0

I have movielens dataset which I want to apply dimensionality reduction using PCA algorithm, first I compute convenience matrix of dataset, then compute eigenvalue of my dataset but; here is the problem when I print the result I don't understand which eigenvalue belong to which movie I use numpy for computing eigenvalues.
Here is my code

#Load movie names and movie ratings
movies = pd.read_csv('movies.csv')
ratings = pd.read_csv('ratings.csv')
ratings.drop(['timestamp'], axis=1, inplace=True)
def replace_name(x):
    return movies[movies['movieId']==x].title.values[0]
ratings.movieId = ratings.movieId.map(replace_name)
M = ratings.pivot_table(index=['userId'], columns=['movieId'], values='rating')
m = M.shape
df1 = M.replace(np.nan, 0, regex=True) 
#Perform eigendecomposition on covariance matrix
cov_mat = np.cov(X_std.T)
eig_vals, eig_vecs = np.linalg.eig(cov_mat)
print('\nEigenvalues \n%s' %eig_vals)

Number of eigenvalue which my code produce is equal to number of movies but I don't which eigenvalue belong to which movie?

Daniel.V
  • 2,322
  • 7
  • 28
  • 58
  • Eigenvalues do not belong to a specific row or column in the matrix, but to eigenvectors. – smernst Nov 28 '16 at 10:55
  • As I know in pca algorithm we compute eigenvalues and convectors for each feature which here is my movies – Daniel.V Nov 28 '16 at 11:05
  • Eigenvalues and eigenvectors are not calculated for each feature separately but for the set as a whole.
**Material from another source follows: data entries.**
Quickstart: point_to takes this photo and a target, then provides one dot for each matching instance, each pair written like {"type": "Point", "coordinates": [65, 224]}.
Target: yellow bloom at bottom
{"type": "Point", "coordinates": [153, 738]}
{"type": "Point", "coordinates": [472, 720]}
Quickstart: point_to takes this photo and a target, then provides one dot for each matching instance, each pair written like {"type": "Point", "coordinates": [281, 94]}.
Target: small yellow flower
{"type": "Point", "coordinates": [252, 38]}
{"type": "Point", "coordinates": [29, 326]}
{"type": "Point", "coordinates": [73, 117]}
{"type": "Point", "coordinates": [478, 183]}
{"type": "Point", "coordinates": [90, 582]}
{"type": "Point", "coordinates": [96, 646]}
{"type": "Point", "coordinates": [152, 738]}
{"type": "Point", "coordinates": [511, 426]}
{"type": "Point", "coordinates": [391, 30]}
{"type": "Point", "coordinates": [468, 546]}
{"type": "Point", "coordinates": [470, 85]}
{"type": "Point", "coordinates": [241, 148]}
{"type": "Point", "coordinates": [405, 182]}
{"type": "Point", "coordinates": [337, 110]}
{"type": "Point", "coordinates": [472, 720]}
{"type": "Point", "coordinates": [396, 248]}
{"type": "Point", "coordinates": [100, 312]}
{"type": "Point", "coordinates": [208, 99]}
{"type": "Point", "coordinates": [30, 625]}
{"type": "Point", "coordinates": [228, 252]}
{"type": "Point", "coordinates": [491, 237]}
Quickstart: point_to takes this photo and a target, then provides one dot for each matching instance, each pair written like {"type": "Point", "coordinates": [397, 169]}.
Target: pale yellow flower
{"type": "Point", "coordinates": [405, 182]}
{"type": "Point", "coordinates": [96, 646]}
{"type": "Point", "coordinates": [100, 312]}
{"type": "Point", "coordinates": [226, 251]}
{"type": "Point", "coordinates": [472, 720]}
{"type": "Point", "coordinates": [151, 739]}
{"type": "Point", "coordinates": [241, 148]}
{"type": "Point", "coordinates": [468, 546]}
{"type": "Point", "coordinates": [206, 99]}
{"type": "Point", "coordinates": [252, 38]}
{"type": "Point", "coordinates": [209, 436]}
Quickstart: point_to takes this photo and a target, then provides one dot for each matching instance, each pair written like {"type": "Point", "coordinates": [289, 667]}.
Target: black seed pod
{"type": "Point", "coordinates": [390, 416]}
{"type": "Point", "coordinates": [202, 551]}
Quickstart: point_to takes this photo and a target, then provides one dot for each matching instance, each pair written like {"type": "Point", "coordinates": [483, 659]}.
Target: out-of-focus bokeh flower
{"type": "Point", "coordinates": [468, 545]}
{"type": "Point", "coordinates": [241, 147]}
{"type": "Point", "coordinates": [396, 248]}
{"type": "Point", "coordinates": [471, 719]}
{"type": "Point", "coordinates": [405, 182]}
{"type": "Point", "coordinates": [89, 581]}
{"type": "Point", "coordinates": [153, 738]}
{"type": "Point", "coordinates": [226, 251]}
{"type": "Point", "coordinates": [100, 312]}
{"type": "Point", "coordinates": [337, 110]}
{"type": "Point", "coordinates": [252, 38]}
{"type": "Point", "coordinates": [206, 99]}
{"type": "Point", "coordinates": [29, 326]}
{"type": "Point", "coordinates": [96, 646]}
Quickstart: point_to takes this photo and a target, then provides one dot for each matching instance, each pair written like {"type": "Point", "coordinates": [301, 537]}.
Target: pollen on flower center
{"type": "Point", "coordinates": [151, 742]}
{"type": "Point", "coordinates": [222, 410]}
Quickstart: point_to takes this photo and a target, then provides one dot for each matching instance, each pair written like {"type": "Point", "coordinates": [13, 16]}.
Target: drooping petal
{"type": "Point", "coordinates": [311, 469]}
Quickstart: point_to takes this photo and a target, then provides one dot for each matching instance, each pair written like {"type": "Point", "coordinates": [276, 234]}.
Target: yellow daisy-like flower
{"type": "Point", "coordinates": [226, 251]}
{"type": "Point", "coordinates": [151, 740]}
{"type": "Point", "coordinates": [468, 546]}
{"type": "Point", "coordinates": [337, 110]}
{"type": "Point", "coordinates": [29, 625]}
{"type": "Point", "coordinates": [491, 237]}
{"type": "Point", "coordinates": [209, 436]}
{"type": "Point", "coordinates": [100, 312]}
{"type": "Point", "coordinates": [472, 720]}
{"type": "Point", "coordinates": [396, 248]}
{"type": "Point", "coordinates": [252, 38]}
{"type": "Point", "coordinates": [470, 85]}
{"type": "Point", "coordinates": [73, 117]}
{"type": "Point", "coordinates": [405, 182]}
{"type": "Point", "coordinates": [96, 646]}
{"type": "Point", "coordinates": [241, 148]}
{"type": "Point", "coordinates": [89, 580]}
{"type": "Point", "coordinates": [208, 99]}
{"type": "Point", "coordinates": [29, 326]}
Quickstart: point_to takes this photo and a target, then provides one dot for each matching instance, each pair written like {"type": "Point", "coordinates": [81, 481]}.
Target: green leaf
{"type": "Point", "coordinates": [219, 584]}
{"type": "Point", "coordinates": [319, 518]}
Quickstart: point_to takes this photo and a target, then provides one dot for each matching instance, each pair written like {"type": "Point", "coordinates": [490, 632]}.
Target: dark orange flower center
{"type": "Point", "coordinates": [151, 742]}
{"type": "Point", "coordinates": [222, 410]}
The eigenvectors are combinations of features, or directions in your feature space. – smernst Nov 28 '16 at 11:24
  • So how should I apply pca on this dataset inorder to reduce movies – Daniel.V Nov 28 '16 at 11:48
  • Maybe you can explain what you ultimately want to do. Usually you use PCA in a scenario where you want to predict a label by a number of feauters. If your dataset has many features you use it to decide which features to pick. I your case I don't see many features, but just the movie name and the corresponding rating. – molig Nov 28 '16 at 18:13

0 Answers0